In Perfect, Jérémie Battaglia follows the trials and tribulations of the Canadian Synchro team. Coach Meng’s athletes don’t look like clones. Some are tall; some are short. Different body types and skin tones dive into an Olympic pool without matchy-matchy warpaint to make their facial expressions as alike as possible. Diversity won’t stand in Meng’s way to push her girls to the top. The uphill battle is not only due to the physical and mental stress upon any hopeful Olympian. Additionally it is because in Synchro history we are accustomed to uniformity, even if it is painted onto the swimmers’ pseudo-happy faces. This gives the illusion of synchronicity even when timing or teamwork is lacking.
No matter how much captain Marie-Lou pulls her teammates together, or how hard they work at group connectedness, it never seems enough for the judges. Politics are present in the majority of votes. Judges seem to see the superficial parts of the competition over technique.

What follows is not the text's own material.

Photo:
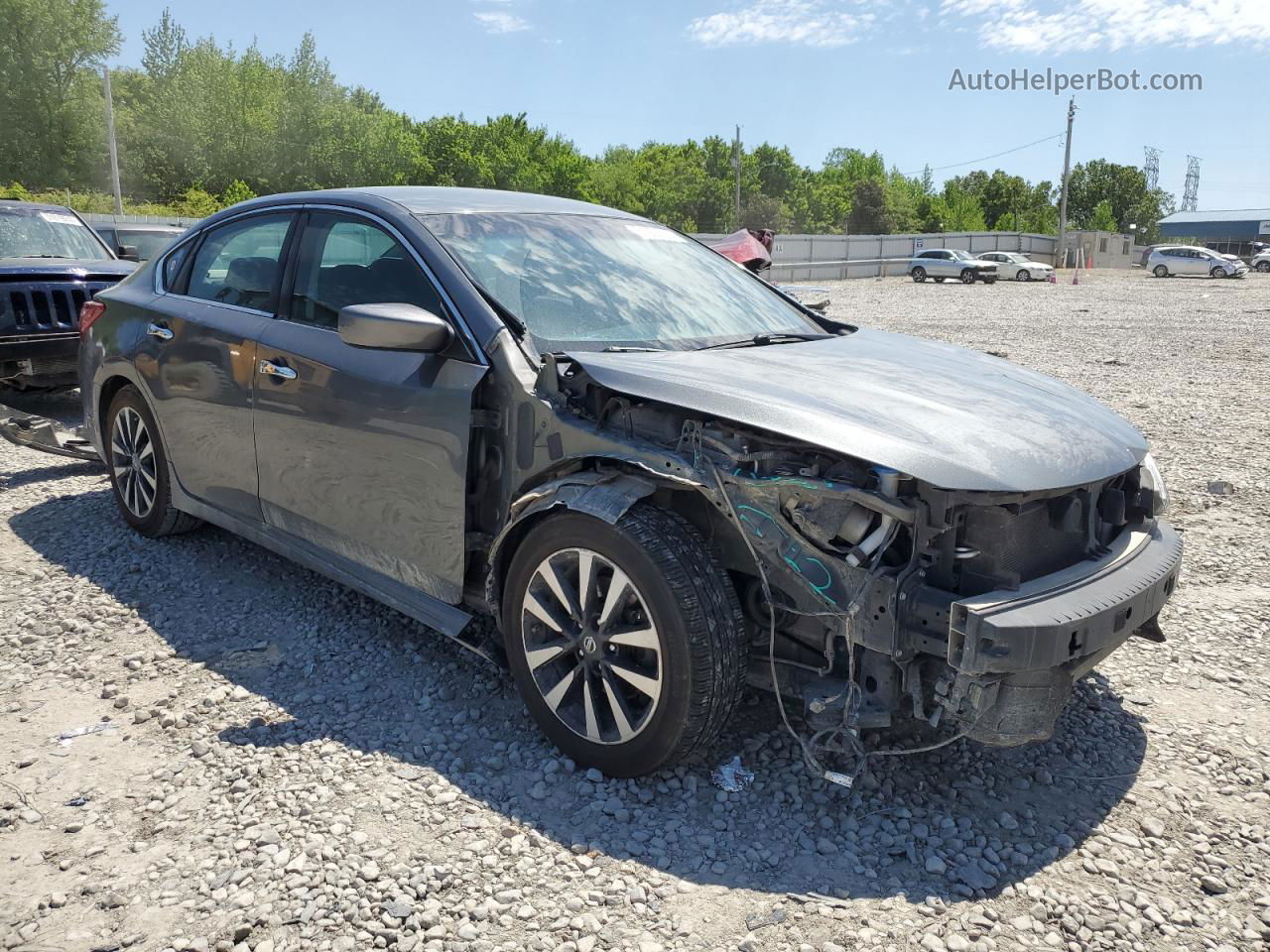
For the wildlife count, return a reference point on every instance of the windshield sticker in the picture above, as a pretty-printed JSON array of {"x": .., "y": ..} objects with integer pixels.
[{"x": 651, "y": 232}]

The girls work not only with a coach, but also with theatre directors, choreographers and dieticians to assist them toward Perfection. In contrast to what the general public knows Synchro swimmers to be, Team Canada is told they are not robots, but a group of humans sharing emotions with an audience. This comes through in Battaglia’s staged underwater sequences depicting Marie-Lou in full makeup and non-aquatic attire. As she floats in solitude, we realize there is a more introspective aspect to the ‘characters’ in this story. Indeed, Battaglia shows a side to the athlete that is more human.
Despite never cracking the Top 3, the team continues to work toward making Synchro a more objectively judged sport. They will be at the 2020 Tokyo Olympics to continue showing the world that Canada can be diverse without sacrificing perfection.
Canada China International Film Festival: September 23 – 27, 2017 at Concordia University.